Spread one quarter (1/2 cup total) of the apricot lekvar evenly. Sprinkle one quarter (1/4 cup) of the cinnamon/sugar mixture from first bowl. Press it down lightly with your fingers. Then sprinkle half (1 cup) of the nuts/fruit mixture third bowl and press it down lightly with your fingers.
Using a pizza wheel or a sharp knife, cut the dough into 16 wedges, or triangles. (The easiest way to do this is to cut the dough into quarters, then to cut each quarter into 4 triangles.) Starting at the base of each triangle, roll the dough up so that each pastry becomes a little crescent.
Arrange the roll-ups on one baking sheet, making sure the points are tucked under the pastry, and refrigerate until firm for about 4 hours or freezer for 30 minutes.
Repeat the steps for the second piece of dough.
The pastries can be covered and refrigerated overnight or frozen for up to 2 months.
Brush the roll all over with the egg wash.
Final Steps and Baking
Position the oven racks to that they divide the over into thirds and preheat the oven to 375F. Line two baking sheets with parchment paper or silicon. Although you can probably bake all the pastries at the same time I would do it in batches.
Tosh each pastry in the cinnamon/sugar/nut mixture bowl two to coat generously. Transfer the rugelach to the prepared baking sheet, cut sides down for the jellyroll version, leaving an inch between each pastry.
Bake for 25-30 minutes, rotating the pans top to bottom and from to back halfway through the baking period. The rugelach are done when the tops are golden and bottoms are caramelized. Cool the pastries on the pans for 5-10 minutes, then releases them from the sheet by running a think spatula under them. Cool to room temperature on a rack. Repeat with the remaining rolls of dough.
The rugelach will keep for a week in airtight containers, seals in plastic bags; they can be frozen up to 2 months.
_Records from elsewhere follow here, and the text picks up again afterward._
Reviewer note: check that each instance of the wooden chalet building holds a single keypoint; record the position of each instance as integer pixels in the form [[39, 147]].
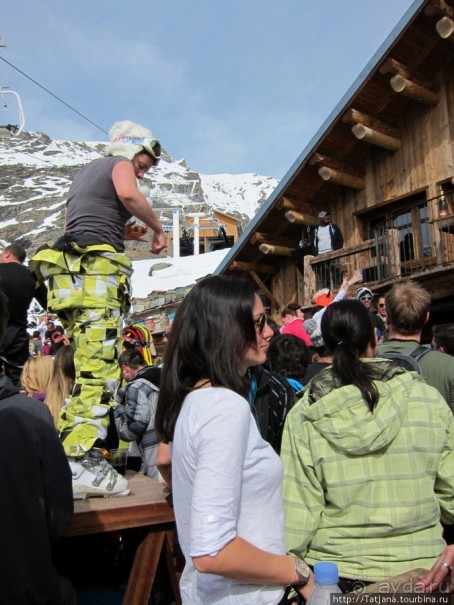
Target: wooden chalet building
[[383, 165]]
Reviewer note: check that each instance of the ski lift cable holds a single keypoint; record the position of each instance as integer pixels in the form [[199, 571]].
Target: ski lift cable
[[55, 96]]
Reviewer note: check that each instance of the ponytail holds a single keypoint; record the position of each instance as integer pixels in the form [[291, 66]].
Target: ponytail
[[347, 331]]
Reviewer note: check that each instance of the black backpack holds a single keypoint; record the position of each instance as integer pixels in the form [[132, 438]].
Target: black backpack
[[408, 362], [273, 399]]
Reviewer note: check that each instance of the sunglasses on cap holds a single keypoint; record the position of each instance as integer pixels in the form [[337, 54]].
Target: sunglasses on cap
[[260, 322], [147, 144]]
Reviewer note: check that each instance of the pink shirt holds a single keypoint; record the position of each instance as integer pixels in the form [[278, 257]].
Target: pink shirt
[[296, 327]]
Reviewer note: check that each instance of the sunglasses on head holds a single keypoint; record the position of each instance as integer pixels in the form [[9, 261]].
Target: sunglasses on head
[[260, 322]]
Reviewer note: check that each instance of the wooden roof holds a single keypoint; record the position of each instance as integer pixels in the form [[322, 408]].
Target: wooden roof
[[414, 52]]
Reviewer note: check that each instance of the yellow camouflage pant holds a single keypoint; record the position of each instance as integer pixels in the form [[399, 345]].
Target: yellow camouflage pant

Here are a few extra tips:
- Take the cream cheese and butter out of the refrigerator just 10 minutes before you’re going to use them – they should be still cold and only a tad soft.
- Give the dough a leisurely chill in the fridge before rolling it out, it makes a big difference. 30 minutes in freezer is min, 4 hours in the refrigerator or overnight even better.
- Refrigerate the pastries after you’ve assembled them – they’ll hold their shape a lot better if you bake them when they’re cold, trust me I have tried not to and they fall apart.